Assassin’s Creed II is a massive improvement over the original. For the first time, you can swim, hire NPCs to help with your dirty work, disarm opponents, and more. Leonardo Da Vinci makes an appearance, helping Ezio out by inventing new tools and weapons to use throughout the game. Assassin’s Creed II cemented the series as a huge success, and it’s still a fan-favorite.
After Black Flag shook up the series to the extent that it did, fans were a bit disappointed to see the franchise return to its more traditional roots in Assassin’s Creed Syndicate. However, for big fans of the classic Assassin’s Creed formula, Syndicate is another solid — if not remarkable — entry in the series.
Syndicate takes place in Victorian London, where it follows twins Jacob and Evie Frye as they navigate the world of organized crime. The story is interesting, but the gameplay feels a bit dry compared to some of the other entries on this list. Specifically, riding the horse carriages is clunky, uninspired, and shoehorned into the missions far more than necessary.
Still, the world in Assassin's Creed Syndicate is interesting enough to explore, and the story is worth seeing through to the end.
Assassin’s Creed Brotherhood is the second game in Ezio’s trilogy, but it’s actually a significantly different experience than Assassin’s Creed II. Brotherhood takes place almost entirely in the city of Rome, which provides a more focused — but less featured — experience.
Brotherhood also took a few risks with the franchise; it was the first game to feature online multiplayer, and it also introduced the Assassin Order, where you can recruit citizens to your guild of assassins throughout the story.
Brotherhood doesn’t live up to the heights of Assassin’s Creed II, but it’s a solid follow-up that continues Ezio’s narrative in a compelling way. Fans of the character will be pleased with Brotherhood’s continuing development of Ezio, making it well worth the timesink.
The American Revolution is the perfect setting for the first Assassin’s Creed game on American soil — there’s political hijinks, fun architecture to explore, and historical figures that enhance the story. Assassin’s Creed III could have easily been the best game in the franchise due to its huge world and the enormous amount of activities it entails. Ultimately, however, its ambitious size was its downfall, yielding an inconsistent experience across the board.
You play as Connor Kenway, a Native American whose village was burned by the British when he was a child. Connor gets thrown headfirst into the American Revolution. The game tackles scenarios like Paul Revere’s ride, the Battle at Bunker Hill, the Boston Tea Party, and more. These events are fun, especially if you enjoyed your high school American history class. But, between these missions, you’re forced to explore the Frontier; an uninteresting, bloated, wilderness area that makes you long for the structured missions back in the city.
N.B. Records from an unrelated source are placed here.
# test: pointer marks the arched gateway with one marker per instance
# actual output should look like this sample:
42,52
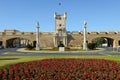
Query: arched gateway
15,38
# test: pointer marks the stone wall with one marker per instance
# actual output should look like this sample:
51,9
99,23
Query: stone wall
74,39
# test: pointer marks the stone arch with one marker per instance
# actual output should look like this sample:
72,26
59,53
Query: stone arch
17,42
110,41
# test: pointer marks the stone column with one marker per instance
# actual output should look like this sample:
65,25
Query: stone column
115,43
4,44
37,37
84,43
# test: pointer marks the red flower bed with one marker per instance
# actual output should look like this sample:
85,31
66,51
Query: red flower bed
63,69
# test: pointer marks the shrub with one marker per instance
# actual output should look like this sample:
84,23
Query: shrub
91,46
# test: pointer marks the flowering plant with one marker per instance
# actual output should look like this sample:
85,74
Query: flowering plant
63,69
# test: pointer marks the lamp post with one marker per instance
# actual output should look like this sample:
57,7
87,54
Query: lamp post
37,36
84,43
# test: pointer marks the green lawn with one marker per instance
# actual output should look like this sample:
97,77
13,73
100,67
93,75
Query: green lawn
7,60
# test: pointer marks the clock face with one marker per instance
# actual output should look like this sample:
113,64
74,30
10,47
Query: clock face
58,17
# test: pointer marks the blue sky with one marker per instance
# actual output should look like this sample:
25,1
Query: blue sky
101,15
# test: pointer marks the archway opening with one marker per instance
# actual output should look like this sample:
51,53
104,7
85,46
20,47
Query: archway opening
103,42
17,42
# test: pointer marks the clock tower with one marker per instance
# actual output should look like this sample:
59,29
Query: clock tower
60,34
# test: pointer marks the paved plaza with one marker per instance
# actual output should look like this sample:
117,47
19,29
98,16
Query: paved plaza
103,52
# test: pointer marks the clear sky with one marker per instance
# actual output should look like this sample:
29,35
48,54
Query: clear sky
101,15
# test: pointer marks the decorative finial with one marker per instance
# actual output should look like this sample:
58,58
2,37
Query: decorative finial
85,23
37,24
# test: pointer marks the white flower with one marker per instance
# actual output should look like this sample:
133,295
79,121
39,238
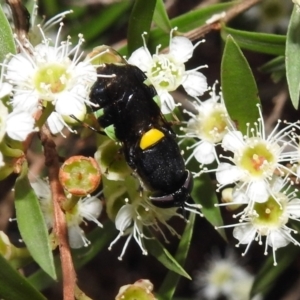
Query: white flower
47,73
132,217
2,163
19,124
88,208
270,219
3,117
167,71
209,126
223,277
255,158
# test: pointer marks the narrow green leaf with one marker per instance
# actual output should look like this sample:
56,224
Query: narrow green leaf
108,16
170,282
163,255
238,86
7,43
32,225
139,22
99,239
185,23
204,193
266,278
293,57
161,18
276,67
14,286
254,41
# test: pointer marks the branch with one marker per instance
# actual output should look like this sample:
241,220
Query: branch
229,15
60,225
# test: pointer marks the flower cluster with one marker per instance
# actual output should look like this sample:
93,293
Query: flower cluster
224,277
48,81
166,71
261,167
88,208
207,126
260,170
130,208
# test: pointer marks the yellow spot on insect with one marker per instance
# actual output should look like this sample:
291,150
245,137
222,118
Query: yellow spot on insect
150,138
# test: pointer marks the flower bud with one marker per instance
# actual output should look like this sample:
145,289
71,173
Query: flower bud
141,290
80,175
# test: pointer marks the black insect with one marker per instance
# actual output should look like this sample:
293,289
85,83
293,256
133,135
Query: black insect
127,112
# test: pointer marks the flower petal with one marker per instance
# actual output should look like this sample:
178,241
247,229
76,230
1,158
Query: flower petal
233,141
205,153
141,58
194,83
181,48
245,233
167,102
19,125
227,173
55,123
258,191
124,217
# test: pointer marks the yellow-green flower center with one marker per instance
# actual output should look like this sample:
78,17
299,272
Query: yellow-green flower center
220,275
52,78
258,160
213,127
270,213
164,73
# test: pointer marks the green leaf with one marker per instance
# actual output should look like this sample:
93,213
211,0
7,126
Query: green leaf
276,67
185,23
238,86
170,282
108,16
32,225
99,239
266,278
163,255
14,286
293,57
204,193
139,22
161,18
7,43
254,41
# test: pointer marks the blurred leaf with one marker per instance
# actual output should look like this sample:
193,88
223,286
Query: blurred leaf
238,86
139,22
161,18
254,41
170,282
32,225
52,7
99,23
276,67
185,23
7,43
163,255
99,239
204,193
267,275
14,286
293,57
275,64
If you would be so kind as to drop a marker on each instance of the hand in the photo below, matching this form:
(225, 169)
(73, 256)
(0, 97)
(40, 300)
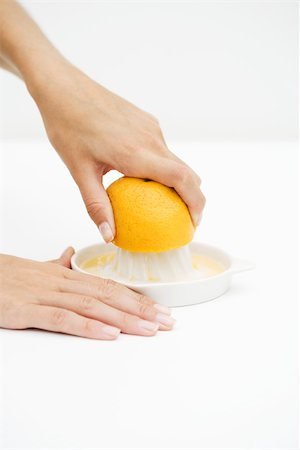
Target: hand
(95, 131)
(50, 296)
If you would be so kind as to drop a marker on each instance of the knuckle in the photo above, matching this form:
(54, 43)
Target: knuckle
(144, 310)
(86, 303)
(181, 173)
(93, 207)
(58, 317)
(11, 316)
(108, 288)
(125, 320)
(87, 325)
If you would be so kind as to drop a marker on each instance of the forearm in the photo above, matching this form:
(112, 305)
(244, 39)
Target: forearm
(25, 50)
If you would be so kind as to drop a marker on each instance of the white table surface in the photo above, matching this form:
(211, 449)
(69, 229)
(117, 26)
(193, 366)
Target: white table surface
(226, 377)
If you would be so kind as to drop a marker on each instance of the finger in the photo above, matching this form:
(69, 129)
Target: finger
(176, 175)
(97, 202)
(64, 321)
(65, 258)
(91, 308)
(121, 298)
(177, 159)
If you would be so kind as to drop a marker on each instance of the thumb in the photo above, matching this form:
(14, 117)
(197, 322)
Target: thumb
(97, 203)
(65, 258)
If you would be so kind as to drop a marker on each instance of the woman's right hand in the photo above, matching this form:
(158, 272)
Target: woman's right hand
(51, 296)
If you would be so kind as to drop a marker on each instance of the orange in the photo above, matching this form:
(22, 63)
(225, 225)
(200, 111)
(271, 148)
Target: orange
(149, 216)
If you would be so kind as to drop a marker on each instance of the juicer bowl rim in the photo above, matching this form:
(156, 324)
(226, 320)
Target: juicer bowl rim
(235, 265)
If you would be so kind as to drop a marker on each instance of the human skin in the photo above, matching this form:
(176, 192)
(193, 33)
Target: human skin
(94, 131)
(51, 296)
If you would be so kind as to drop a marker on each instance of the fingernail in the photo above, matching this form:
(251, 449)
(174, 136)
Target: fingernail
(149, 326)
(106, 232)
(111, 331)
(165, 320)
(163, 309)
(197, 219)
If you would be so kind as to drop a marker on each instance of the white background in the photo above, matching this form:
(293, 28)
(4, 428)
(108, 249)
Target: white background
(226, 376)
(208, 70)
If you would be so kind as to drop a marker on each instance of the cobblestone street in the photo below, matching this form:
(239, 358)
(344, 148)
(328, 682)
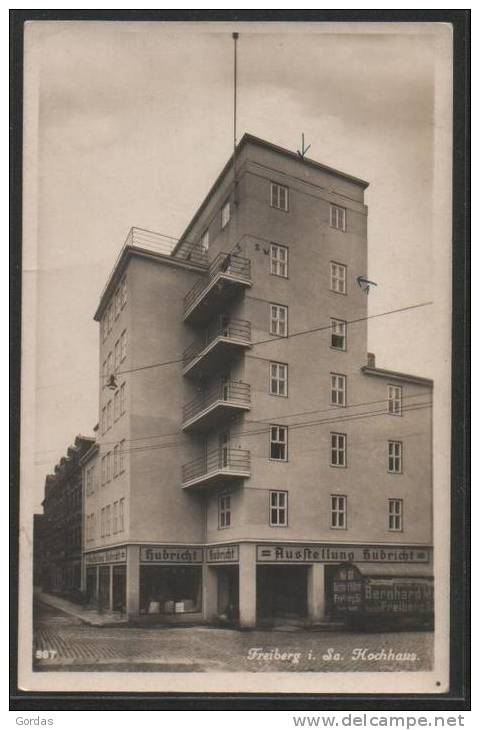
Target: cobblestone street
(63, 642)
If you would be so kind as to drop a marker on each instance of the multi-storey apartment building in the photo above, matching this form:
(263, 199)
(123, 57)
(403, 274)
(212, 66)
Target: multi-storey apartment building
(248, 444)
(60, 540)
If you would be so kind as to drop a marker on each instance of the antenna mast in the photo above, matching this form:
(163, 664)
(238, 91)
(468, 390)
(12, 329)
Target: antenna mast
(235, 39)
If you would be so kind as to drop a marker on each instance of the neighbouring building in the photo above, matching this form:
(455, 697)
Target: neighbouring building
(61, 530)
(248, 445)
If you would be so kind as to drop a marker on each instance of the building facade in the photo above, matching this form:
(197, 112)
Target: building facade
(60, 541)
(248, 445)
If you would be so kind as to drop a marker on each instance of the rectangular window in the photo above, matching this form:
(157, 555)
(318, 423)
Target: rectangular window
(395, 457)
(278, 320)
(123, 399)
(338, 449)
(108, 518)
(225, 214)
(278, 260)
(279, 196)
(279, 443)
(123, 345)
(395, 514)
(278, 379)
(338, 390)
(121, 515)
(395, 400)
(338, 217)
(278, 509)
(116, 404)
(122, 456)
(338, 512)
(115, 518)
(224, 510)
(116, 462)
(338, 277)
(338, 336)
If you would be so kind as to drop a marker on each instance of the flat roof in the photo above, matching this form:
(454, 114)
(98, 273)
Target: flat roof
(250, 138)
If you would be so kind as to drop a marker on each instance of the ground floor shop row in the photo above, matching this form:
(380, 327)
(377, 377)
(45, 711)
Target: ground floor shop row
(257, 584)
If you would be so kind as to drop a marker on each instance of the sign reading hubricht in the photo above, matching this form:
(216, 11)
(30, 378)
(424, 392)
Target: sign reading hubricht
(171, 554)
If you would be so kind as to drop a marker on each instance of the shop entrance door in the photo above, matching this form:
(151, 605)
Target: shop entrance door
(227, 586)
(281, 592)
(119, 588)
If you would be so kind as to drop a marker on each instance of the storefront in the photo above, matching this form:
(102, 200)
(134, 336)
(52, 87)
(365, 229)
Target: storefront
(248, 584)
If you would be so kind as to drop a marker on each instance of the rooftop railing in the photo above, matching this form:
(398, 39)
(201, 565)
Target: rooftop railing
(226, 263)
(234, 329)
(223, 459)
(232, 392)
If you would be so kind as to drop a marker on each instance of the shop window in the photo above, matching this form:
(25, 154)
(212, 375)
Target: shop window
(170, 590)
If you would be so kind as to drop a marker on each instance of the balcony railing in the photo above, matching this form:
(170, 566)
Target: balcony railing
(238, 331)
(217, 465)
(230, 394)
(231, 267)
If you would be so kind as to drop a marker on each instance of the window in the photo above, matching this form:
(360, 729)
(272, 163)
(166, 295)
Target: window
(338, 334)
(395, 514)
(123, 290)
(278, 260)
(338, 389)
(278, 379)
(122, 399)
(278, 196)
(338, 449)
(115, 518)
(122, 456)
(338, 217)
(395, 400)
(279, 443)
(90, 485)
(225, 214)
(338, 512)
(395, 457)
(224, 510)
(278, 320)
(116, 463)
(278, 509)
(117, 355)
(108, 520)
(121, 515)
(338, 277)
(116, 405)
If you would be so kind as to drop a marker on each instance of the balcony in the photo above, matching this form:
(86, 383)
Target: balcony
(218, 466)
(227, 276)
(224, 339)
(215, 405)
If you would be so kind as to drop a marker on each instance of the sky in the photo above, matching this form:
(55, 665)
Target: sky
(128, 124)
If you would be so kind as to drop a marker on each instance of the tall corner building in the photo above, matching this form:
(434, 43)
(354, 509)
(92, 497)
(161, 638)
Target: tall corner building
(248, 445)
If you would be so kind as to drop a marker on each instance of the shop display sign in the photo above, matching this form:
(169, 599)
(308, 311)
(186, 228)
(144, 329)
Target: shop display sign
(171, 554)
(116, 555)
(341, 553)
(222, 554)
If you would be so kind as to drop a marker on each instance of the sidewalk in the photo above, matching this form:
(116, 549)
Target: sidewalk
(85, 614)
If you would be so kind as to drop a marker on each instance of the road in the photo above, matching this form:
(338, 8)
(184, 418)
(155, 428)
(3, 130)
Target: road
(62, 642)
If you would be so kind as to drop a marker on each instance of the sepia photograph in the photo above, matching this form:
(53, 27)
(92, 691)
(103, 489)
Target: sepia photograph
(236, 357)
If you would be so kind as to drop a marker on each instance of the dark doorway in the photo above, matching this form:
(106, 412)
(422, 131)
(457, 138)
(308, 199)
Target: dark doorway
(119, 587)
(227, 592)
(282, 592)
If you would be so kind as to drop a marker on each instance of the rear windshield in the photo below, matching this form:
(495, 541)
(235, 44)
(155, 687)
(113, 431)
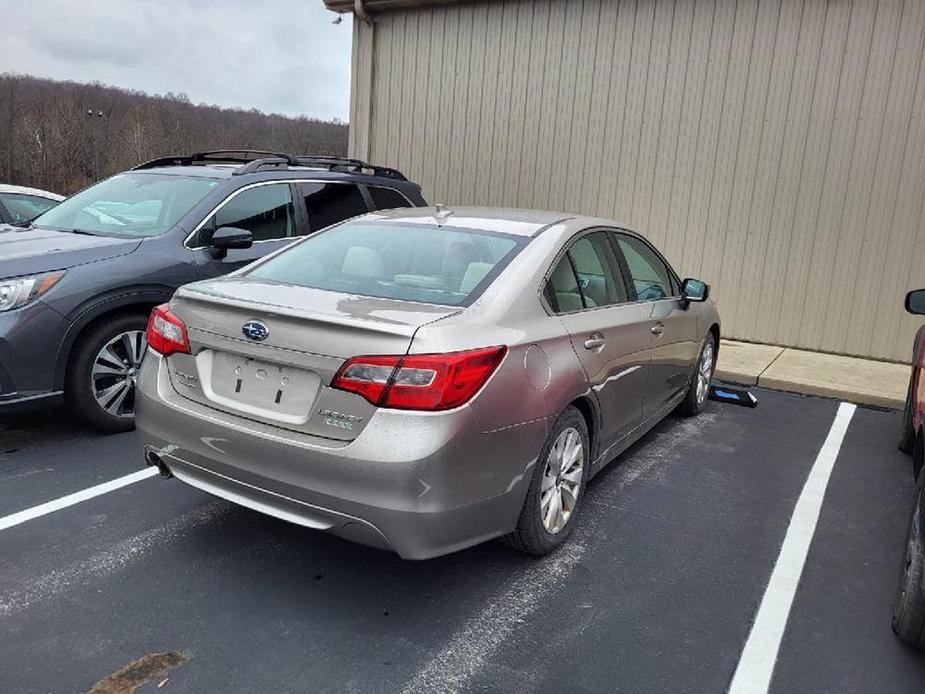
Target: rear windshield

Plus, the opening 5-6 hours of the game is a sluggish bore, which can sap your excitement away before the game even opens up. But, if you have any interest in the American Revolution, you should be able to look past these criticisms and enjoy Assassin’s Creed III.
The original Assassin’s Creed is extremely outdated by modern-day standards, but fans of the franchise should go back to experience its humble beginnings. Basically, the original Assassin’s Creed features a handful of targets you have to take out one-by-one, almost like a Hitman game.
The gameplay loop is simple but limited, and there isn’t much in the way of side quests besides generic fetch quests and combat trials. However, Assassin's Creed was influential for its time. As such, we recommend fans of the newer games, like Origins and Odyssey, go back just to see how far the franchise has come since 2007.